3/10/2017

One Brief Example of the Insane Hypocrisy of the GOP on the Health Care Bill

It's really one of the weirdest things in the American Health Care Act, the bullshit bill that bullshit Republicans rolled out so their bullshit president could declare that he was St. Donald fighting the Affordable Care Act dragon. From pages 10-16, the bill's authors lay out the conditions by which MegaMillions and Powerball and other winners would have to pay for their own damn health insurance.
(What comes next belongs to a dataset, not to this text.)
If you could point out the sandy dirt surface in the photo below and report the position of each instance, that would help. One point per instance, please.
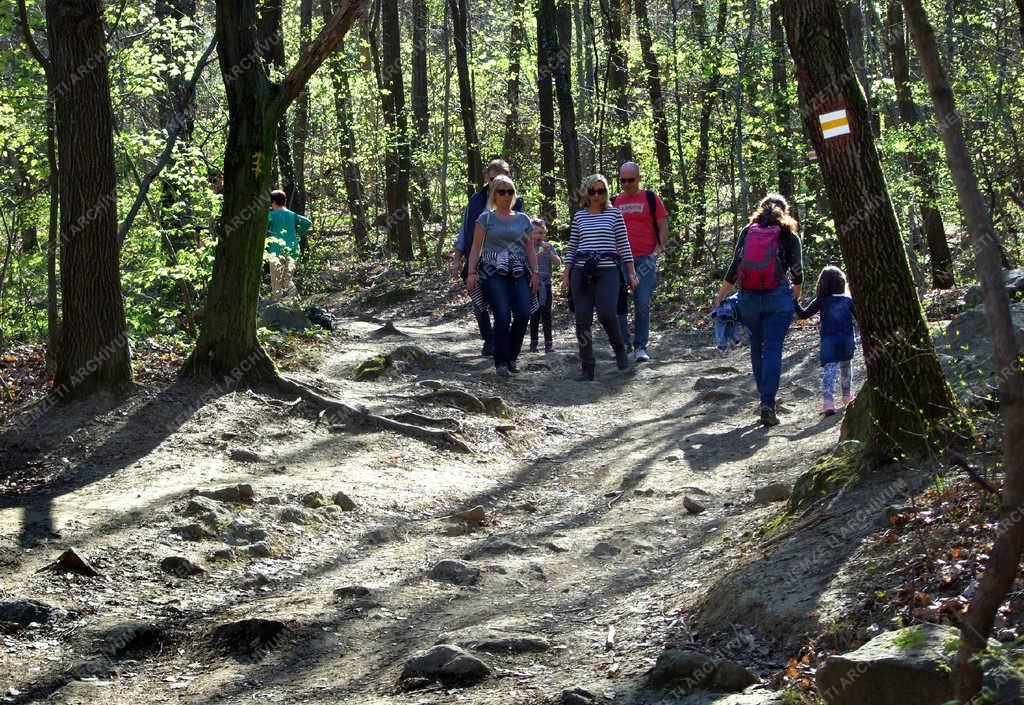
(585, 544)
That new part takes up a tenth of the length of the entire 66 page bill that escaped Mario Kart character Sean Spicer jigged around and pointed at for its brevity, contrasting it with the monstrously huge stack of pages that make up Obamacare (yeah, the black guy's was bigger and you could do more with it).

And the lottery section is just bizarrely precise in talking about the conditions when a lottery winner wouldn't be able to get Medicaid: "a State shall, in determining such eligibility, include such winnings or income (as applicable) as income received— (I) in the month in which such winnings or income (as applicable) is received if the amount of such winnings or income is less than $80,000; (II) over a period of 2 months if the amount of such winnings or income (as applicable) is greater than or equal to $80,000 but less than $90,000; (III) over a period of 3 months if the amount of such winnings or income (as applicable) is greater than or equal to $90,000 but..." You get the idea. Obsessively detailed, no?

This is easy to mock in a "God, how fucking dumb are they?" kind of way. Except, instead, looking at why this language is in the bill reveals something just a little more sinister about the hypocrisy under which the GOP is operating to commit this health care fuckery.

One of the reasons that Republicans are desperately trying to cram the bill through like a limp cock on an unlubed asshole is because the Congressional Budget Office hasn't finished its scoring of the bill to see what its effects might be. When the CBO is done, it will likely reveal that the AHCA is, as previously mentioned, a bullshit bill that will cost a bit less money but kick millions of people off health insurance. Republicans in the House, at least, are trying to maintain the illusion that they're not just complete twat mites who want to straight up murder people to give the wealthy a tax cut, but, yeah, that's pretty much what's going on.

A cynical reader might be thinking, "Well, sure, everyone loves the CBO when it gives them the numbers they want. What's the big deal?" But that's not quite cynical enough.

See, the lottery exclusion up there was actually first brought up in 2016 because, apparently, there are enough winners to make a big damn difference: "Using the typical per capita cost for Medicaid adults, this provision would reduce direct spending by $475 million over the 2016-2026 period." You know who came up with that nearly half-billion dollars in savings because of a seemingly odd provision? The Congressional Budget Office.

That's the depth of hypocrisy occurring here. The Republicans need the CBO's figures to write their goddamn bill, but they are running scared from the CBO when it comes to the final bill's effects on Americans. That's the incredible dickishness involved here.